Plein Air

En plein air is a French expression meaning “in the open air,” and refers to the act of painting outdoors with the artist’s subject in full view. Plein air artists capture the spirit and essence of a land­scape or sub­ject by incor­po­rat­ing nat­ural light, color and move­ment into their works.

Artists have long painted out­doors, but in the mid-1800s paint­ing land­scapes and other scenes on loca­tion finally became prac­ti­cal due to two impor­tant inven­tions: paints in tubes and the box easel. These highly portable easels, with telescopic legs and built-in paint box and palette, made treks into the forest and up the hillsides less onerous. Still made today, they remain a popular choice even for home use since they fold up to the size of a brief case and thus are easy to store.

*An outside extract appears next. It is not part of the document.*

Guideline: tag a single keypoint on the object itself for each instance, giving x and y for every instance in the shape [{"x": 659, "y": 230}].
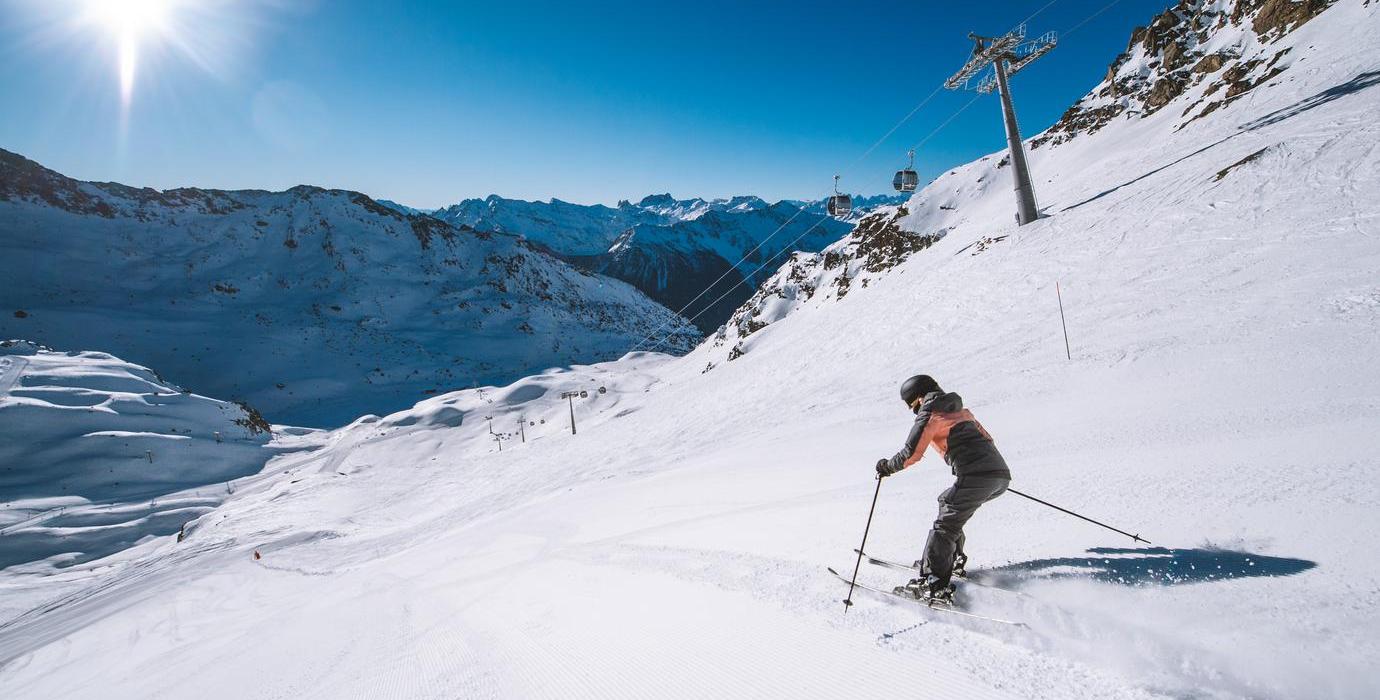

French Impressionist painters such as Claude Monet, Camille Pissarro, and Pierre-Auguste Renoir advocated en plein air painting, and much of their work was done outdoors, in the diffuse light provided by a large white umbrella. In the second half of the nineteenth century and beginning of the twentieth century in Russia, painters such as Vasily Polenov, Isaac Levitan,Valentin Serov, Konstantin Korovin and I. E. Grabar were known for painting en plein air. American Impressionists, too, such as those of the Old Lyme school, were avid painters en plein air. American Impressionist painters noted for this style during this era included, Guy Rose, Robert William Wood, Mary DeNeale Morgan, John Gamble, and Arthur Hill Gilbert. The Canadian Group of Seven and Tom Thomson are examples of en plein air advocates.

The popularity of outdoor painting has endured throughout the 20th century and into the 21st century. This long-celebrated art form is the platform for countless festivals around the country – and the world – and we are honored to continue the tradition, as this will be the 6th year of plein air festivals in Aspen.